Keine Opposition mehr in Russland: „Jeder Protest, jeder Widerstand wird massiv und schamlos unterdrückt“

Man könne von einem „amoralischen Zustand“ sprechen, der durch „Apathie, Opportunismus und Zynismus“ gekennzeichnet sei, beschrieb der Soziologe die Gesellschaft in Russland. Lediglich „ein sehr kleiner Teil“ von zehn bis zwölf Prozent der Russen sei ausdrücklich gegen Putin und den Krieg. Bei allen anderen bekomme Putin „mit militärischer Rhetorik und Demagogie eine sehr große Resonanz“, erklärte Gudkow.

Die hohen Zustimmungswerte trotz massiver Verluste an der Front erklärt Gudkow mit der staatlichen Medienzensur in Russland. Opferzahlen würden nicht veröffentlicht, die Bevölkerung bekomme kaum belastbare Informationen zum Krieg gegen die Ukraine. Zudem gebe es in Russland keine Opposition mehr, die auf Misstände hinweisen könnte, erklärte der Soziologe. „Jeder Protest, jeder Widerstand wird massiv und schamlos unterdrückt.“

Lew Gudkow über Soziologie in Russland: „Pathologen einer toten Demokratie“

Wie lange Gudkow und das Lewada-Center ihre Arbeit noch fortsetzen können, sei unterdessen offen, so der Soziologe. „Sobald wir anfangen, einen Rückgang der Zustimmungsraten für Putin zu zeigen, werden wir aufgefressen und liquidiert“, so Gudkow. Bis dahin sieht sich der Soziologe als „Pathologe einer toten Demokratie“, es bleibe nur noch „eine Diagnose zu stellen und den Grund für den Tod des Patienten herauszufinden“.

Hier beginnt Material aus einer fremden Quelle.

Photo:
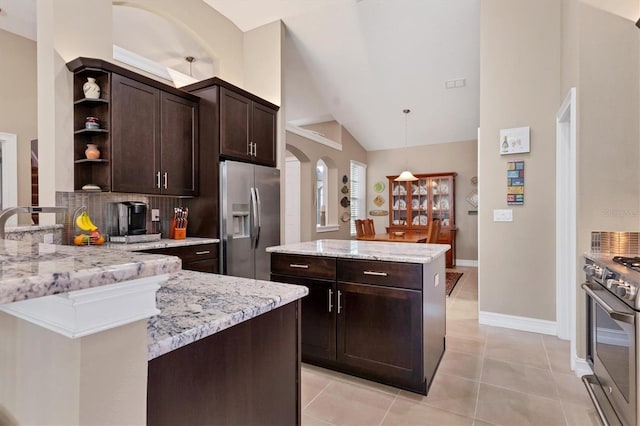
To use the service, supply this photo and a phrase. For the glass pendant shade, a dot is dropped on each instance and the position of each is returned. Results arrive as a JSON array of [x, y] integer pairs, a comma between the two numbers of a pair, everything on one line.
[[406, 176]]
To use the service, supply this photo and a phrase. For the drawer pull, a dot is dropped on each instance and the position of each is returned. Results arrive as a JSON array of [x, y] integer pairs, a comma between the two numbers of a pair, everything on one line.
[[297, 265], [377, 274]]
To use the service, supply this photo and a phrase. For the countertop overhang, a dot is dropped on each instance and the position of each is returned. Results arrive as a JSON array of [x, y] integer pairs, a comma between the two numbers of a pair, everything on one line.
[[366, 250]]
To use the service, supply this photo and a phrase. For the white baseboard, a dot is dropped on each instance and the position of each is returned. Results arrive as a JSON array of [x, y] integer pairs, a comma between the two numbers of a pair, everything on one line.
[[580, 367], [518, 323]]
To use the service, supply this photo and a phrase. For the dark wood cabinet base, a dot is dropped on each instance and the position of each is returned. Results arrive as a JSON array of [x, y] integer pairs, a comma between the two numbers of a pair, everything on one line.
[[248, 374]]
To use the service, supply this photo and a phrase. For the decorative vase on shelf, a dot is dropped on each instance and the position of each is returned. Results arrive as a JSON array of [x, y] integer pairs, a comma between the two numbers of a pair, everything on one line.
[[92, 152], [91, 89]]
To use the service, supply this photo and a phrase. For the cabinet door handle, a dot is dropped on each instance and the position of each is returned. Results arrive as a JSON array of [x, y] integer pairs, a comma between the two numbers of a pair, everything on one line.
[[297, 265], [377, 274]]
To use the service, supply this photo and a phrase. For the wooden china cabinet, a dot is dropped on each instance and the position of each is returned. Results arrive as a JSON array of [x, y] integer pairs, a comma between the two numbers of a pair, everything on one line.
[[413, 205]]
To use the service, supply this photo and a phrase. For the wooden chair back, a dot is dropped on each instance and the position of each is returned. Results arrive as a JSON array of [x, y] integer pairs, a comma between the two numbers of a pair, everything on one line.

Das Lewada-Zentrum ist ein Meinungsforschungsinstitut in Russland. Das Zentrum wurde nach seinem Gründer, dem ersten sowjetischen Professor der Soziologie, Juri Lewada, benannt. Es ist das einzige vom russischen Staat unabhängige Meinungsforschungsunternehmen im Land. 2016 wurde das Lewada-Zentrum in Russland als „ausländischer Agent“ eingestuft. Soziologe Gudkow wurde im Jahr 2017 in Köln mit dem Lew-Kopelew-Preis für Frieden und Menschenrechte ausgezeichnet.